全生物の「共通祖先」は「地球最初の生物」ではなかったかもしれない

38億年前に誕生した生命の謎
更科 功 プロフィール

名を残さなかった生物

現在の地球のすべての生物は、ただ一つの祖先種から進化してきたと考えられている。この、すべての生物の最終共通祖先のことをLUCA(Last Universal Common Ancestorの略。他にもいくつかの呼び方がある)と言う。LUCAは地球のすべての現生種の最終共通祖先だから、クラウングループの共通祖先ということになる。

先日テレビの科学番組を観ていたら、地球におけるすべての生物の最終共通祖先であるLUCAを、地球における最初の生物と説明していた。しかし、LUCAは最初の生物というわけではない。

現在の地球の生物は、3つのグループに分けられる。細菌とアーキアと真核生物だ。アーキアは、細胞が小さくて核がない。その点では細菌と似ているが、系統的にはまったく異なる生物である。真核生物には私たちヒトも含まれる。真核生物の細胞(真核細胞)のDNAは核膜に包まれており、いわゆる核という構造を作っている。

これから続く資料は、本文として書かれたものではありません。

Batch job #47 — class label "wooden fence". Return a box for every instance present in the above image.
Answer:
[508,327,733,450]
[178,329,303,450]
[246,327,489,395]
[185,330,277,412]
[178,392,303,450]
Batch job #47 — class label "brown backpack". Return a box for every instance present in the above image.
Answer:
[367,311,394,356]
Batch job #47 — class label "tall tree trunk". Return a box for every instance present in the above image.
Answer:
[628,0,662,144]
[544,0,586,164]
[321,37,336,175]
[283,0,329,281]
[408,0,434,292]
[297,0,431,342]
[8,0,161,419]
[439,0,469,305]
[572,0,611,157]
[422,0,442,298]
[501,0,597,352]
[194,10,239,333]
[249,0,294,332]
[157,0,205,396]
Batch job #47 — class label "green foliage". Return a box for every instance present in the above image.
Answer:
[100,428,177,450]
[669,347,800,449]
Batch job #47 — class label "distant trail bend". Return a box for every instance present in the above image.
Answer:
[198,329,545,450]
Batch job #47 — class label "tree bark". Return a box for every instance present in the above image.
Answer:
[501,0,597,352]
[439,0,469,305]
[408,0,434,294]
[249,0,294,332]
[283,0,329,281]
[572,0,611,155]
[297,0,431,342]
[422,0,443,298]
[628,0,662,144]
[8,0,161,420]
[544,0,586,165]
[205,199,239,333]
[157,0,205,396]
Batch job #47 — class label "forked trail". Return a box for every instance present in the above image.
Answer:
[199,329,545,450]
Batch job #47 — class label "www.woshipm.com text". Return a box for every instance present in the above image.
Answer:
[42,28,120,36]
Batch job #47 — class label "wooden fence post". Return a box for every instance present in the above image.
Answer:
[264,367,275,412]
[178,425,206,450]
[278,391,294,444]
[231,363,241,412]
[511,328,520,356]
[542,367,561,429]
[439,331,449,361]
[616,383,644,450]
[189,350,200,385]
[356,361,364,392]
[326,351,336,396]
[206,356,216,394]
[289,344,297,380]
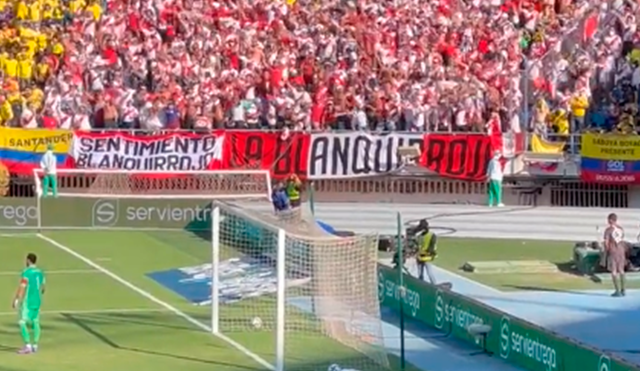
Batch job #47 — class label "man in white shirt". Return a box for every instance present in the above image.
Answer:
[487,151,504,207]
[40,144,58,197]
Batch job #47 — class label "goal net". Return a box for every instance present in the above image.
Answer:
[34,169,389,371]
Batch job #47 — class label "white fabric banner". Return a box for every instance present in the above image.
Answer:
[70,133,224,171]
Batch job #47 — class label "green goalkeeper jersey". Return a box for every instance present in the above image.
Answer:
[21,266,45,309]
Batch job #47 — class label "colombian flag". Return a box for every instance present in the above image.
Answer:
[0,128,73,174]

LUCAは細菌とアーキアと真核生物の最終共通祖先のことで、クラウングループの中では最初の生物である(図4)。しかし、ステムグループまで含めれば、最初の生物ではない。おそらくLUCAが生きていたのは、最初の生物が生まれてから何億年か後の時代であろう。当然、LUCAがいた時代にも、LUCAの他にたくさんの細菌がいたに違いない。しかし、LUCA以外の細菌は、子孫を残すことなく絶滅してしまった。現在まで子孫を残しているのは、LUCAだけなのだ。

【図】LUKAの時代
  図4 LUCAの時代には他にもたくさんの細菌がいたに違いないが、LUCA以外の細菌は子孫を残すことなく絶滅してしまった

地球にはおよそ38億年前から、生命の痕跡が残っている。しかし、この痕跡が、現在地球に生きているすべての生物のクラウングループなのか、それともステムグループなのかを知るすべは、今のところない。

ステムグループの生物は、名を残さずに消えてしまったのかもしれない。万一痕跡が残っていたとしても、自分がステムグループだと名乗ることはないだろう。でも名を残さなかったとしても、ステムグループはLUCAよりも古い時代から、地球で生きていたのである。

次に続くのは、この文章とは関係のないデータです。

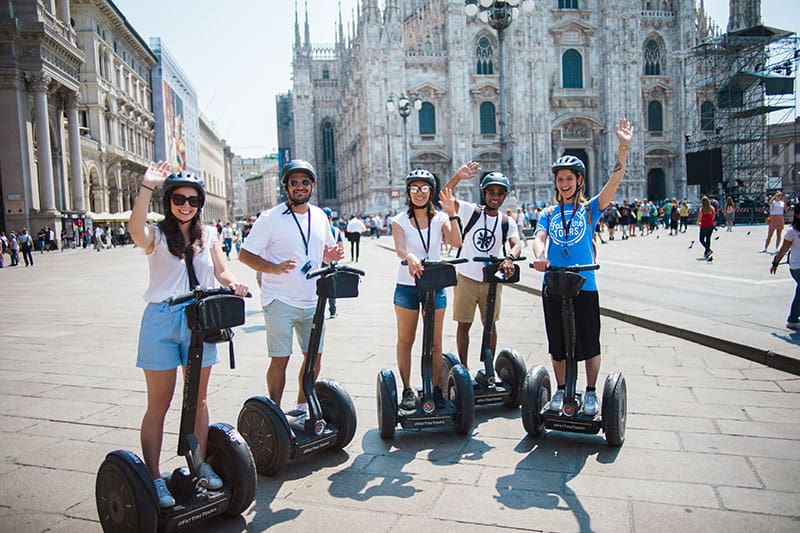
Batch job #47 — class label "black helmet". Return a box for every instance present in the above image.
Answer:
[481,172,511,192]
[281,159,317,185]
[550,155,586,176]
[406,168,436,190]
[162,170,206,209]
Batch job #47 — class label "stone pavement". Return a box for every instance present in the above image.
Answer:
[0,226,800,532]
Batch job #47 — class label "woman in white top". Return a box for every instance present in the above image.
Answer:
[128,161,247,507]
[761,191,786,252]
[392,169,461,410]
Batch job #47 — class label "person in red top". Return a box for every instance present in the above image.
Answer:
[697,196,717,261]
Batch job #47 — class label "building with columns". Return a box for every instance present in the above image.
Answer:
[0,0,87,235]
[279,0,776,213]
[72,0,157,218]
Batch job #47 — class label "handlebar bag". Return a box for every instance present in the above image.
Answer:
[317,270,361,298]
[544,271,586,298]
[483,263,519,283]
[414,263,458,291]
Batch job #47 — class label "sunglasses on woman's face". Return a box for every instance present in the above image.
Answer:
[172,194,200,207]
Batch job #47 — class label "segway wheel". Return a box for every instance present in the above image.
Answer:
[206,424,258,516]
[447,364,475,435]
[236,398,291,476]
[439,352,461,390]
[602,372,628,446]
[314,379,356,450]
[522,365,551,437]
[95,453,158,533]
[378,369,398,439]
[494,349,528,408]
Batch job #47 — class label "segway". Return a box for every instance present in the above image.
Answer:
[377,258,475,439]
[237,263,364,476]
[442,256,528,408]
[95,286,257,533]
[522,265,628,446]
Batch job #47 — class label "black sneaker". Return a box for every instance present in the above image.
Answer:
[400,389,417,411]
[433,387,447,407]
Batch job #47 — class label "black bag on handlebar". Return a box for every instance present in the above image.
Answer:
[317,270,360,298]
[414,263,458,291]
[483,263,519,283]
[544,270,586,298]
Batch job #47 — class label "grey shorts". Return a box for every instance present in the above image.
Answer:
[263,300,325,357]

また、別のテレビ番組では、「生命は地球で1度だけ生まれた」と説明していた。これについては、正しいか正しくないかわからない。わからないけれど、「生命は地球で1度だけ生まれた」と断言してはいけない。それだけは確実だ。

 

生命は地球で何回も生まれたかもしれない。地球には、起源が異なる生物群が、いくつも共存していたかもしれない。しかし、何百万年とか何千万年とかが経つうちには、いろいろな生物が絶滅するだろう。私たちとは起源が異なる生物も、そういう絶滅の犠牲にならなかった保証はない。いや、むしろ、何十億年もの長きにわたって、起源の異なる複数の生物群が共存し続けている方が不自然だろう。

長い時間が経つうちには、起源の異なる系統が一つずつ消えていき、ついには唯一の起源に由来する系統だけが生き残る。その方が自然なはずだ。

たしかに今のところ、私たちと起源の異なる生物が地球にいた証拠はない。でも、だからと言って、いなかったと断言することはできない。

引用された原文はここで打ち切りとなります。